= Methylenation =

Chemical reaction which adds a –CH2– group to a molecule

In organic chemistry, methylenation is a chemical reaction that inserts a methylene (\sCH2\s) group into a chemical compound:

$\ce{A-B} \longrightarrow \ce{A}{\color{red}\ce{-CH2 -}}\ce{B}$

In a related sense, it also describes a process in which a divalent group of a starting material is removed and replaced with a terminal CH_{2} group:

 $\ce{A=E} \longrightarrow \ce{A}{\color{red}\ce{=CH2}}$

Methylenation in this context is also known as methenylation. Most commonly, E is an oxygen atom, so that the reaction results in terminal alkenes from aldehydes and ketones, or more rarely, enol ethers from esters or enamines from amides.

==Methods==

=== Methylene Insertion into Alkanes ===
Singlet methylene (^{1}[:CH_{2}]), produced from photolysis of diazomethane under ultraviolet irradiation, methylenates hydrocarbons. Arenes and olefins undergo methylenation to give cyclopropanated products. In the case of arenes, the cyclopropanation product undergoes further electrocyclic ring opening to give cycloheptatriene products (Buchner ring expansion). Alkenes undergo both C=C methylenation and C–H methylenation insertion to give a mixture of cyclopropanation and homologation products.

Reflecting the exceptionally high reactivity of singlet methylene, normally unreactive alkanes undergo methylenation to give homologation products, even at –75 °C.

 $\ce{R-H} + {\color{red}\ce{CH2}}\longrightarrow \ce{R}{\color{red}\ce{-CH2}}\ce{H}$

Photolysis of a solution of diazomethane in n-pentane gives a mixture of hexanes and higher homologues. At –75 °C, the product ratio is 48:35:17 mixture of n-hexane, 2-methylpentane, and 3-methylpentane. The ratio is remarkably close to the statistical product ratio of 6:4:2 (~50:33:17) based on the number of available C–H bonds at each position that could undergo methylene insertion. As a result, Doering and coworkers concluded:Methylene must be classed as the most indiscriminate reagent known in organic chemistry.

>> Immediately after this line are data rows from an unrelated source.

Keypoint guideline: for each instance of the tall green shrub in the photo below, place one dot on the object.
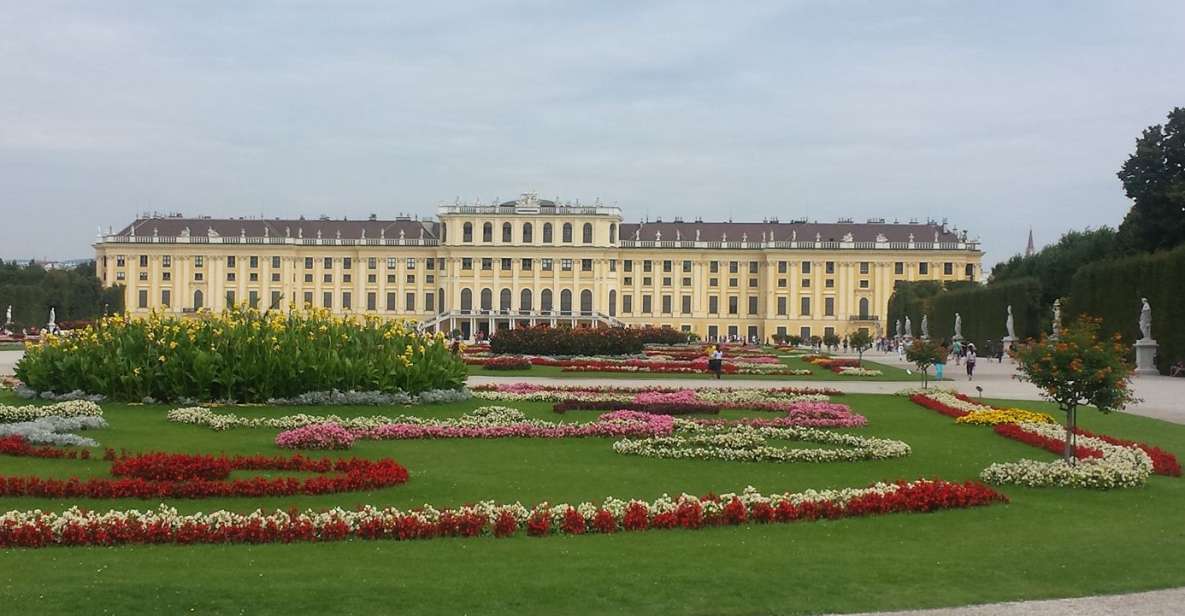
(984, 310)
(1112, 290)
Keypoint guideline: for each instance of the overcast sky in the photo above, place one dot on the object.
(997, 115)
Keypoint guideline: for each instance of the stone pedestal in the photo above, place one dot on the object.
(1146, 357)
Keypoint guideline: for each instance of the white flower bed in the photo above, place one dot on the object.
(741, 443)
(63, 409)
(1120, 467)
(55, 430)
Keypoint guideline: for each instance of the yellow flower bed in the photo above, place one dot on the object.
(998, 416)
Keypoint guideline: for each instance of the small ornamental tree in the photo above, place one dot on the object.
(1077, 369)
(926, 353)
(859, 341)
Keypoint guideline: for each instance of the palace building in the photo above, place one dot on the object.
(482, 268)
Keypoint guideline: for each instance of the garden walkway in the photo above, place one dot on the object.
(1154, 603)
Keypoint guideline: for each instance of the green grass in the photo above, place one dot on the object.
(1048, 543)
(891, 373)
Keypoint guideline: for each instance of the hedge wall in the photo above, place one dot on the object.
(1112, 290)
(984, 312)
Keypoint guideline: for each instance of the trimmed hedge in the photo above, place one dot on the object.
(1112, 290)
(984, 312)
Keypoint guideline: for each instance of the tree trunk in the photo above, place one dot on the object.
(1070, 424)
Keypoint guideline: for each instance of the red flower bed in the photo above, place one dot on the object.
(1163, 462)
(1054, 446)
(653, 409)
(44, 530)
(189, 476)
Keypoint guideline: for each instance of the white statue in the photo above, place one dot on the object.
(1057, 318)
(1145, 320)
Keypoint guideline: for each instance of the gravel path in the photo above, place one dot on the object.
(1155, 603)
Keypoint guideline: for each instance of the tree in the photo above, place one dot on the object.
(926, 353)
(1154, 179)
(859, 341)
(1076, 370)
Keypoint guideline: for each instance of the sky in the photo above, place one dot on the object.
(995, 115)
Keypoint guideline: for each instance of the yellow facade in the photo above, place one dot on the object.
(531, 261)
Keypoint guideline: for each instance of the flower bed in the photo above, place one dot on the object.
(316, 436)
(29, 412)
(742, 443)
(189, 476)
(242, 355)
(165, 525)
(507, 363)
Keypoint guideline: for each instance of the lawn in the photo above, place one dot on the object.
(891, 373)
(1046, 543)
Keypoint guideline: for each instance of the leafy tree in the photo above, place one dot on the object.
(926, 353)
(859, 341)
(1076, 370)
(1154, 179)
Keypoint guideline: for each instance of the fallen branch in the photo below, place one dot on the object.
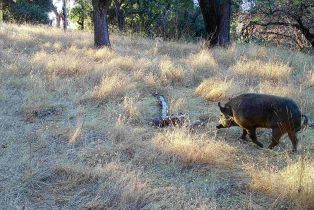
(165, 119)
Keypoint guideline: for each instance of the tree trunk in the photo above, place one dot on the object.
(119, 15)
(65, 17)
(224, 24)
(4, 7)
(216, 16)
(101, 31)
(306, 32)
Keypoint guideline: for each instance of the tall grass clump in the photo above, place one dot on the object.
(169, 72)
(275, 71)
(294, 183)
(215, 89)
(202, 65)
(192, 148)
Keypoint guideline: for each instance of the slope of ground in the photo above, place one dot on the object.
(75, 129)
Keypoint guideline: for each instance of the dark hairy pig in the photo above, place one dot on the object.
(250, 111)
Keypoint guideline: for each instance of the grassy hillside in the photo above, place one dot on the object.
(75, 127)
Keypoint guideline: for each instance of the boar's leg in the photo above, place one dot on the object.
(252, 135)
(276, 134)
(244, 134)
(294, 140)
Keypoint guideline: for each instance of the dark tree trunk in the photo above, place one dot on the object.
(216, 16)
(306, 32)
(4, 7)
(58, 16)
(119, 15)
(101, 31)
(224, 24)
(81, 24)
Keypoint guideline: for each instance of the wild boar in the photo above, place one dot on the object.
(250, 111)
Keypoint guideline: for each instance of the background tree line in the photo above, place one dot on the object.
(285, 22)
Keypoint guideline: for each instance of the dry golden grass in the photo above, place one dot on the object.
(194, 149)
(215, 89)
(113, 86)
(265, 70)
(131, 108)
(294, 183)
(311, 79)
(280, 89)
(104, 154)
(202, 65)
(169, 72)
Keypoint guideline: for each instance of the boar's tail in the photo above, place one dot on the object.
(305, 122)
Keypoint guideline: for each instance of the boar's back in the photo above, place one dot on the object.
(266, 111)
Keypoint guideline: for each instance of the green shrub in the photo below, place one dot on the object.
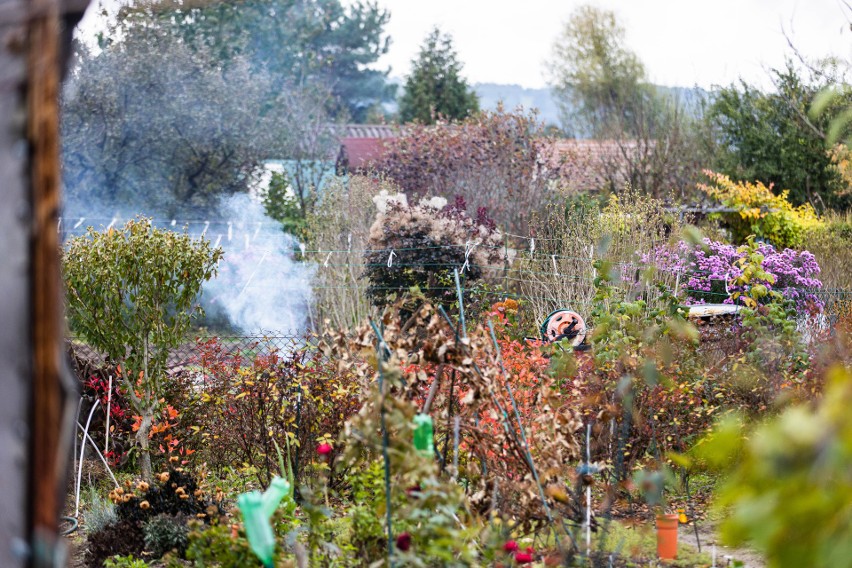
(789, 492)
(216, 546)
(760, 212)
(124, 562)
(100, 513)
(831, 244)
(165, 533)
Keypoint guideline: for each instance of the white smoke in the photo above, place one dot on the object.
(260, 285)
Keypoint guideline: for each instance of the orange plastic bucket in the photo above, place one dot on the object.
(667, 536)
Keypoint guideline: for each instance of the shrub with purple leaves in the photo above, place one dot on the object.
(708, 271)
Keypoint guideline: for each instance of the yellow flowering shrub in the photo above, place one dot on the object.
(760, 212)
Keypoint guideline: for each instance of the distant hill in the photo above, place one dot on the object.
(513, 96)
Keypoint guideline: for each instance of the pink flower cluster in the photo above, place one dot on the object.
(708, 273)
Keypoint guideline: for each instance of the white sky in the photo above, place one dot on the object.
(681, 42)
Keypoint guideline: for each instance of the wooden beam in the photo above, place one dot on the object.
(47, 397)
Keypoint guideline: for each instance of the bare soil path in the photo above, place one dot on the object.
(709, 537)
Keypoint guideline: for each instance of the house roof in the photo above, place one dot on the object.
(582, 164)
(590, 164)
(369, 131)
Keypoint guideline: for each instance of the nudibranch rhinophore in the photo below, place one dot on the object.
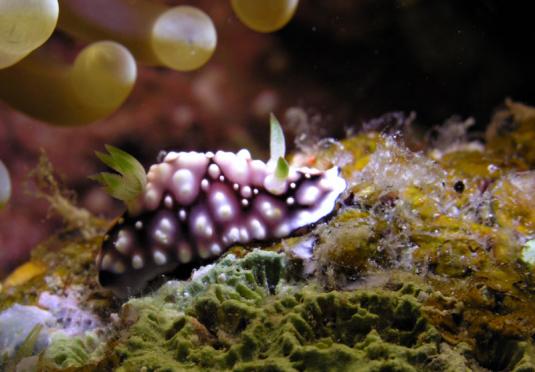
(195, 206)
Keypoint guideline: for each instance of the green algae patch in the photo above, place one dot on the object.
(306, 330)
(72, 352)
(247, 317)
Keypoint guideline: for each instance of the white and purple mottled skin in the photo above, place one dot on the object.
(197, 205)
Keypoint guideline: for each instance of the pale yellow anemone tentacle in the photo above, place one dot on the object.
(264, 16)
(24, 26)
(182, 38)
(98, 82)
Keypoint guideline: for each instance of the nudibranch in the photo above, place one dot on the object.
(194, 206)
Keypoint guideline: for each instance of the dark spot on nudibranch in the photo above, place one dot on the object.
(197, 205)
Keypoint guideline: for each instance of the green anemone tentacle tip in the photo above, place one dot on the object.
(131, 179)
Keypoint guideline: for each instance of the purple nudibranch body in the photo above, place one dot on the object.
(197, 205)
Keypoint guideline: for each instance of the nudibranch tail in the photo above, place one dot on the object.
(196, 205)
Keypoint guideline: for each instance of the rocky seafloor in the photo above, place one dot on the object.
(427, 264)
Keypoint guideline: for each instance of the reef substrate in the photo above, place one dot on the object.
(428, 264)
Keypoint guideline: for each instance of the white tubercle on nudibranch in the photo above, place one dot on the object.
(195, 206)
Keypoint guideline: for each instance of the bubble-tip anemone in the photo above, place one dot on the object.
(98, 82)
(24, 26)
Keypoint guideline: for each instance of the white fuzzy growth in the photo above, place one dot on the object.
(106, 262)
(258, 230)
(215, 249)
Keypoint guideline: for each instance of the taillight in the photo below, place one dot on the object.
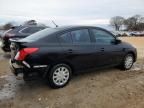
(24, 52)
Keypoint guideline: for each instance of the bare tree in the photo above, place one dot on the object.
(135, 23)
(117, 22)
(7, 26)
(30, 22)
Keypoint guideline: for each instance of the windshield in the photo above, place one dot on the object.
(39, 35)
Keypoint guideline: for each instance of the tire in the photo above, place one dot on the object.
(127, 62)
(59, 75)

===Methylene-for-oxo reactions===
A common method for methylenation involves the Wittig reaction using methylenetriphenylphosphorane with an aldehyde (Ph = phenyl, C6H5):
RCHO + Ph3P=CH2 -> RCH=CH2 + Ph3PO

A related reaction can be accomplished with Tebbe's reagent, which is sufficiently versatile to allow methylenation of esters:
RCO2R' + Cp2Ti(Cl)CH2AlMe2 -> RC(OR')=CH2 + Cp2TiOAlMe2Cl
Other less well-defined titanium reagents, e.g., Lombardo's reagent, effect similar transformations.

Carbanions derived from methylsulfones have also been employed, equivalently to the Wittig reaction.

=== Methylenation adjacent to carbonyl groups ===
Ketones and esters can be methylenated at the α position to give α,β-unsaturated carbonyl products containing an additional terminal CH_{2} group in a three-step process known as the Eschenmoser methylenation. An enolate is generated by deprotonation of the α-C–H bond using a hindered lithium amide (LiNR_{2}) base (e.g., LDA, LHMDS). Subsequently, the enolate is reacted with Eschenmoser's salt ([Me_{2}N=CH_{2}]^{+}I^{–}) to give a β-dimethylamino carbonyl compound (Mannich base). The Mannich base is then subjected to methylation or N-oxidation to give a trimethylammonium salt or amine N-oxide, which is then subjected to Hofmann elimination or Cope elimination, respectively to give the α-methylene carbonyl compound. If the Hofmann elimination is used, the process can be represented as follows:

 RC(=O)CH2R' -> RC(=O) CH(CH2NMe2)R' -> [RC(=O) CH(CH2NMe3)R']+I- -> RC(=O) C(=CH2)(R')

===Other approaches===
Ethenolysis is a method for methylenation of internal alkene as illustrated by the following example:
$\ce{RCH=CHR} + {\color{red}\ce{CH2=CH2}} \longrightarrow \ce{2 RCH=}{\color{red}\ce{CH2}}$

In principle, the addition of CH2 across a C=C double bond could be classified as a methylenation, but such transformations are commonly described as cyclopropanations.